Day 1 of Double-Booked Weekend

March 17th, 2012 (02:42 pm)
busy
Tags:

I feel...: busy

Before I go into a post that's mostly negative about GPS, let me tell you that this is RARE. Overall, this is the best blessing for me to have. I am a LOT more adventurous and the "Will I get lost" is no longer a deciding factor when invited somewhere.

However, there are times where it will be so infuriatingly frustrating. But it's not really its fault. The first two times was because it was my parents' unit and they never upgraded the maps and so the GPS thought there was an A&W where there was the gas station I frequent and a bank branch in a suburb cul-de-sac.

And this time, I blame Wal-Mart for changing locations on me between map upgrades. IN TWO LOCATIONS.

See, there's one I go to all the time. And there's one that's probably closer. But I was already in another part of town and going to Wal-Mart before another appointment.

Let me tell the story...

My plans for the day were to leave early enough to get to the bank and spend some time in Wal-Mart before going to my social things.

First social thing was D&D and that started at 5:30. I intended to be there at 4:30 to counterbalance my tendency to be chronically late.

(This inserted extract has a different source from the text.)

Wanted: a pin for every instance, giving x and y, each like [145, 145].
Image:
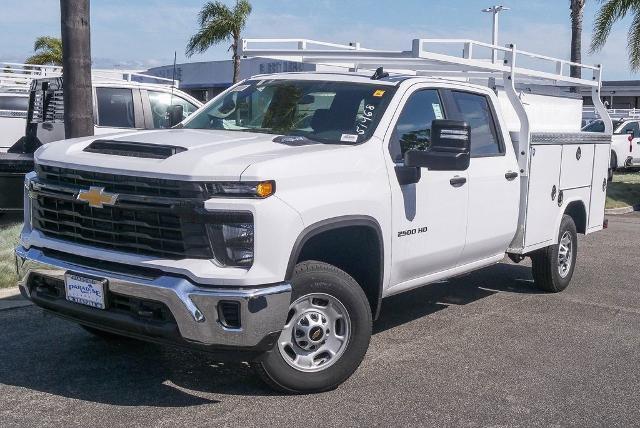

Well, getting to the bank wasn't an issue. I didn't even need my GPS as I've been there many times before. I could have used the GPS to see if there was one closer, but being too late would have resulted in no money until Monday and my weekend is too full for that to happen.

Then I used the GPS to look for a close Wal-Mart. It took me to where they gated off an abandoned Wal-Mart so I drove through the parking lot of Sam's Club grumping and tried another address. No Wal-Mart again. By this point, the closest one was in Maumelle, so that one was there.

Sometime during the drive to the bank or something, I grew determined to also get my hair cut. And jeans. Jeans were a definite.

So, by now it's really close to 5. I decide to get my hair cut anyay. After that, I went to the clothing section close-by and grabbed a pair of jeans as well.

One, last time I looked for jeans and it wasn't winter, it was nigh impossible. Nay, it WAS impossible. I ended up going to a boutique store. Cheaper than $50 but I am NOT a boutique girl. Heck, I'm not even a department store girl. (When Lori says boutique, she means not a department or discount store.)

But luckily I found a pair in the size of the pants I was wearing at the moment.

The plan was to change at LARP, hopefully with no one realizing because oddly, the idea of people noticing is embarrassing. (However, since this is after the fact, I don't care if you guys know.)

So on the way to D&D, the fear that they might NOT fit me. I've just recently in the last year or two went to the grab and if it doesn't fit take it back system over the try on at the store system.

Anyway, I get to D&D. I'm a little late, but so are a few other people. We do our thing. There's a legitimate reason for my character to run away without being a douche, coward or snob. She's going to get help. Well, I leave a tad late because there was cheesecake with yummy glaze.

I get to the game right at 8:30 and JUST as the STs are giving the pre-game briefing. Seems one AST was too busy to mess with my herd this time. LOL So I got signed in, went to listen and then there was IC check in.

I met a new girl who also plays a Malk. :) Yay! So we check in, I say I'm slipping OOC for a bit. I had decided not to change pants and just gathered my little moleskin.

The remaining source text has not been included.